O chefe do Hezbollah, Hassan Nasrallah, que era pessoalmente próximo do líder iraniano, foi morto por um ataque aéreo israelense em setembro do ano passado.

Os houthis também vêm sendo combatidos, inclusive com ataques promovidos pelas Forças Armadas dos EUA, bem como o grupo palestino Hamas, que domina a Faixa de Gaza.

Outro aliado chave de Khamenei, o ditador sírio Bashar al-Assad, foi derrubado do cargo em dezembro passado.

Trump: aiatolá não será assassinado “por enquanto”

O presidente dos Estados Unidos, Donald Trump, pressionou Khamenei nesta terça-feira (17/06) a renunciar, dizendo que os EUA sabem exatamente onde ele estaria “escondido” e que ele não seria assassinado “por enquanto”.

“Sabemos exatamente onde o chamado ‘líder supremo’ está escondido. Ele é um alvo fácil, mas está seguro lá – não vamos matá-lo, pelo menos não por enquanto”, disse Trump em uma publicação no Truth Social. “Mas não queremos mísseis disparados contra civis ou soldados americanos. Nossa paciência está se esgotando.”

Trump disse que queria um “fim real” para o conflito, não apenas uma trégua, e uma “rendição completa” do Irã. “Não estou buscando um cessar-fogo, estamos buscando algo melhor do que um cessar-fogo”, disse após interromper sua participação na cúpula do G7 no Canadá.

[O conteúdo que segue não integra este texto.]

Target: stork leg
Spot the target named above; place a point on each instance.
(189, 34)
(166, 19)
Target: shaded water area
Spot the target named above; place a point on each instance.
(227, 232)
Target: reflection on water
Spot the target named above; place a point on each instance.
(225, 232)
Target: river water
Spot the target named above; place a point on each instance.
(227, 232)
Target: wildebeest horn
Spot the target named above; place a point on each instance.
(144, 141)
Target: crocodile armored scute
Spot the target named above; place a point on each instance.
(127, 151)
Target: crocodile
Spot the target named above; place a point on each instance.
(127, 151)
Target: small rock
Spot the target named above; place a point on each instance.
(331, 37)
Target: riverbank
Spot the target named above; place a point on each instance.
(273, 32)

A fala veio no mesmo dia em que o ministro israelense da Defesa, Israel Katz, disse que Khamenei poderia ter o mesmo destino do ex-presidente iraquiano Saddam Hussein, deposto por uma invasão americana e enforcado em 2006.

Um dia antes, o premiê israelense Benjamin Netanyahu já havia sinalizado que não descartava assassinar o líder supremo, argumentado que isso poria fim ao conflito.

Os ataques contra o Irã foram deflagrados por Israel sob a justificativa de impedir que a República Islâmica desenvolva armas nucleares – pretensão que o Irã nega ter. Teerã, que é signatário do Tratado Internacional de Não Proliferação, que veta armas nucleares, alega desenvolver a tecnologia somente para fins civis.

Israel, que não é signatária desse tratado, é o único país do Oriente Médio que, acredita-se, dispõe de tais armas – algo que Tel Aviv não nega nem confirma.

Antes de ser bombardeado por Israel, porém, o Irã foi censurado pela AIEA, órgão de fiscalização nuclear da ONU, por descumprir obrigações previstas no tratado pela primeira vez em 20 anos.

Os ataques israelenses mataram pelo menos 224 pessoas e feriram mais de 1.200 no Irã. As mortes incluem comandantes militares de alto escalão e cientistas nucleares.

Em Israel, ao menos 24 pessoas foram mortas e 592 ficaram feridas nos ataques iranianos.